Mathematical Induction in constructive setting I'm little confused. As we don't have a proof hence we can't say : let the equation holds till(for) fixed n, and then we are going to show (prove) it holds for n + 1.
From this argument mathematical induction is nearly useless in constructive setting ?  Normally we prove nearly 3/4 of stuff using this technique.

The confusion started by diving equality as Extensional Equality and Intentional Equality. where in former case you need a proof and in later case you can just enumerate all possible instances.

Example :

Lets say we are inductively defining Natural Numbers. In extensional equality you have to prove anything about it, so u'll need principle of mathematical induction while in case of Intentional equality u can't use it (Or there is no such principle, {I get to know by Bob Harper's lectures , i might not be presenting facts right}).

My argument are not perfect and might not be completely formal, i'm just a beginner. I have doubts and would love to iteratively understand it. So, stop flagging things as "put on hold". It looks like "Bullying" to me. Stop doing that and just ask or help me to refine my question.
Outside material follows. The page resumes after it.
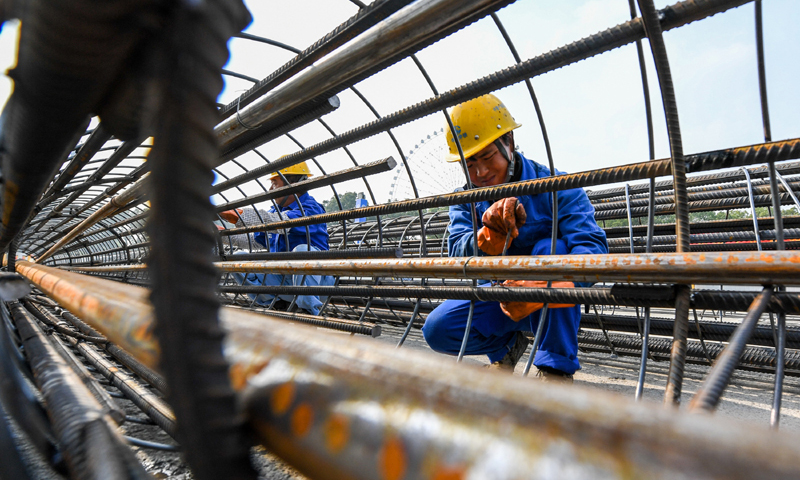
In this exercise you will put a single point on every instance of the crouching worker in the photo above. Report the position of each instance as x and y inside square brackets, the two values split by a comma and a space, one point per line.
[485, 130]
[276, 241]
Stop showing that you are an elite, its disgusting.
 A: See Richard Dedekind, Stetigkeit und irrationale Zahlen (1872), Engls.translation into:


*

*Richard Dedekind, Essays on the Theory of Numbers, page 4:



I regard the whole of arithmetic as a necessary, or at least natural, consequence of the simplest arithmetic act, that of counting, and counting itself as nothing else than the successive creation of the infinite series of positive integers in which each individual is defined by the one immediately preceding; the simplest act is the passing from an already-formed individual to the consecutive new one to be formed. The chain of these numbers forms in itself an exceedingly useful instrument for the human mind; it presents an inexhaustible wealth of remarkable laws obtained by the introduction of the four fundamental operations of arithmetic. Addition is the combination of any arbitrary repetitions of the above-mentioned simplest act into a single
  act; from it in a similar way arises multiplication.

We can see the Axiom of induction as a rule: a sort of "iterated" modus ponens. 
For an arithmetical "property" $P$, we start proving the base case:

(1) "$P(0)$ holds"; 

then we prove the inductive step: 

(2) "for $n$ whatever, if $P(n)$ holds, then aso $P(n+1)$ holds". 

Having done this, we can "assembly" the two result into an unlmited chain of deductions: first, we have that $P(0)$ holds by (1); then we can "instantiate" (2) to $P(0)→P(1)$ and by modus ponens with $P(0)$ we derive $P(1)$. 
Now we use again (2): $P(1)→P(2)$ and by modus ponens again we derive $P(2)$.
And so on. The "and so on" is "built in" into the axiom, and it is the "inner nature" of the progression of natural numbers.